3rd Chief Justice of Bombay High Court
- In office 1 April 1870 – 8 August 1882
- Appointed by: Queen Victoria
- Preceded by: Rcihard Couch
- Succeeded by: Charles Sargent

Judge of Bombay High Court
- In office 1863 – 31 March 1870
- Appointed by: Queen Victoria

Member of Bombay Legislative Council
- In office 1862–1863
- Governor: Henry Bartle Frere

Advocate-General of Bombay
- In office 1856–1857
- Appointed by: Queen Victoria
- Preceded by: Augustus Smith LeMesurier
- In office 1861–1862
- Appointed by: Queen Victoria
- Succeeded by: Arthur James Lewis

Personal details
- Born: 29 June 1817 Ireland
- Died: 14 January 1890 (aged 72)
- Parent(s): Henry Bruen Wsetropp (father) Maria Wallis Armstrong (mother)
- Education: Trinity College, Dublin
- Occupation: Lawyer, Judge
- Profession: Chief Justice

= Michael Roberts Westropp =

Irish-born British Indian judge (1817-1890)

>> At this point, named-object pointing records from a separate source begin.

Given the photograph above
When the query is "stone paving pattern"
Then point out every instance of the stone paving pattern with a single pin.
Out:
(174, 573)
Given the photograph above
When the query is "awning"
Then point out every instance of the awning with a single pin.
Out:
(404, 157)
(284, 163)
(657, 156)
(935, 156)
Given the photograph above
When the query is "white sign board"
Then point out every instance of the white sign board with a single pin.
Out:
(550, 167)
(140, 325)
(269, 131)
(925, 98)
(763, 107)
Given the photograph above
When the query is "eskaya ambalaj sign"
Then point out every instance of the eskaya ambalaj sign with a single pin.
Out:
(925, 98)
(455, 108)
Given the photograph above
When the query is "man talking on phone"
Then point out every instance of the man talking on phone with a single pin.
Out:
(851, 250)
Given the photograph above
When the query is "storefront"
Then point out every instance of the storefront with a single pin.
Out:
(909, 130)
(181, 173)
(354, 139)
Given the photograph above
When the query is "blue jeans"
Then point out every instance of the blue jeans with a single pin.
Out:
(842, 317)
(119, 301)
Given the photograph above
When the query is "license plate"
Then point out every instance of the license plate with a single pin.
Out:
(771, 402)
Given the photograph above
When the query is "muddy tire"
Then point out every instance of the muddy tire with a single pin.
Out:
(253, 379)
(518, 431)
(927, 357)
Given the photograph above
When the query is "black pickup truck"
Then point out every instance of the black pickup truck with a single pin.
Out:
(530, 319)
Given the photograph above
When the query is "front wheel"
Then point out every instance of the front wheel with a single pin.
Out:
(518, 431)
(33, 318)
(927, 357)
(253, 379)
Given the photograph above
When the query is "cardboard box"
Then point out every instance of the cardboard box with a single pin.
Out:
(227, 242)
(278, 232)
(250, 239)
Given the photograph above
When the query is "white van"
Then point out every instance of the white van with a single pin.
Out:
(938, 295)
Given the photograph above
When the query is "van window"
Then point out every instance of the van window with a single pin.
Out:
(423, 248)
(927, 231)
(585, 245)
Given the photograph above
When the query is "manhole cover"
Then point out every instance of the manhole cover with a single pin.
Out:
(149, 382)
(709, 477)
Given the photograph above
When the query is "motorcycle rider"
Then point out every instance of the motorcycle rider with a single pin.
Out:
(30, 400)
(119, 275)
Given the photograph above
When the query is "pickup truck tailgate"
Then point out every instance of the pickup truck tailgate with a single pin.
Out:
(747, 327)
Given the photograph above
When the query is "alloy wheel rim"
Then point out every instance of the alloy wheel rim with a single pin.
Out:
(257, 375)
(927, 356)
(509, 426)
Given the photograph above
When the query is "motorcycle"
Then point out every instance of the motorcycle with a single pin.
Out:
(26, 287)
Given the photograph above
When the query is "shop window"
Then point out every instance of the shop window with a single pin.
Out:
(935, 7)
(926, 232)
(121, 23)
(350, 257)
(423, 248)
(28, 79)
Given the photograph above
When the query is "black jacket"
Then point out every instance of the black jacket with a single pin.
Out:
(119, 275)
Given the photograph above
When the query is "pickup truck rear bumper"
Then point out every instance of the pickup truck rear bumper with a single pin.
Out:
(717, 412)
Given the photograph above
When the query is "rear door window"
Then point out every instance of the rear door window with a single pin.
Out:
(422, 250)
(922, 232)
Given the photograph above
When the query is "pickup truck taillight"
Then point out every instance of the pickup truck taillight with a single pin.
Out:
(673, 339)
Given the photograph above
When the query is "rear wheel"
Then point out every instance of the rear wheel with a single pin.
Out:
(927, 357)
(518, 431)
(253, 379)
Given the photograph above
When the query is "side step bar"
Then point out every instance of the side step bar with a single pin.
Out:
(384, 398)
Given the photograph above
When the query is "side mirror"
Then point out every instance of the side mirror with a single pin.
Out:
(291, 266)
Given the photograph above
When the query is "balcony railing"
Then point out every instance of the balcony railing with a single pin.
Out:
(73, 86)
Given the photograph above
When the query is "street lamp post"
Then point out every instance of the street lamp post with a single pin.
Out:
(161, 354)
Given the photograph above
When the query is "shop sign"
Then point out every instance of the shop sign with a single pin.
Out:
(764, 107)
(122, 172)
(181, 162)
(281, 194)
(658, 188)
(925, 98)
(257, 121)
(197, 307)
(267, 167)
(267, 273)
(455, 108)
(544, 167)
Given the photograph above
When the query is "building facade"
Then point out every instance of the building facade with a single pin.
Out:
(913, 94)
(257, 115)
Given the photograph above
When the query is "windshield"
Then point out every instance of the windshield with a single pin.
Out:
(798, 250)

Sir Michael Roberts Westropp (29 June 1817 – 14 January 1890) was an Irish-born British Indian Chief Justice of the Bombay High Court and former Advocate General of the Supreme Court, Bombay Presidency.

==Early life==
Westropp was born in 1817 in Ireland. He was the son of Henry Bruen Westropp, of the 7th Dragoon Guards and a magistrate of Cork, and Maria Wallis Armstrong. In 1838 he graduated from Trinity College Dublin, and became a barrister in 1840.

==Career==
He practiced law for more than 15 years in Dublin and then joined as a counsel in the Bombay Supreme Court and the Bombay High Court. He also served as Member of the Bombay Legislative Council in 1862-63. In 1856, Westropp became the Advocate-General of Bombay. He became puisne judge of the Bombay High Court in 1863 and served as such till 1870 when After Sir Richard Couch he held the office of Chief Justice of Bombay in 1870, and was knighted by letters patent. He was known for the judgments in Nawroji v. Rogers and Lopes v. Lopes. Westropp retired from service due to illness.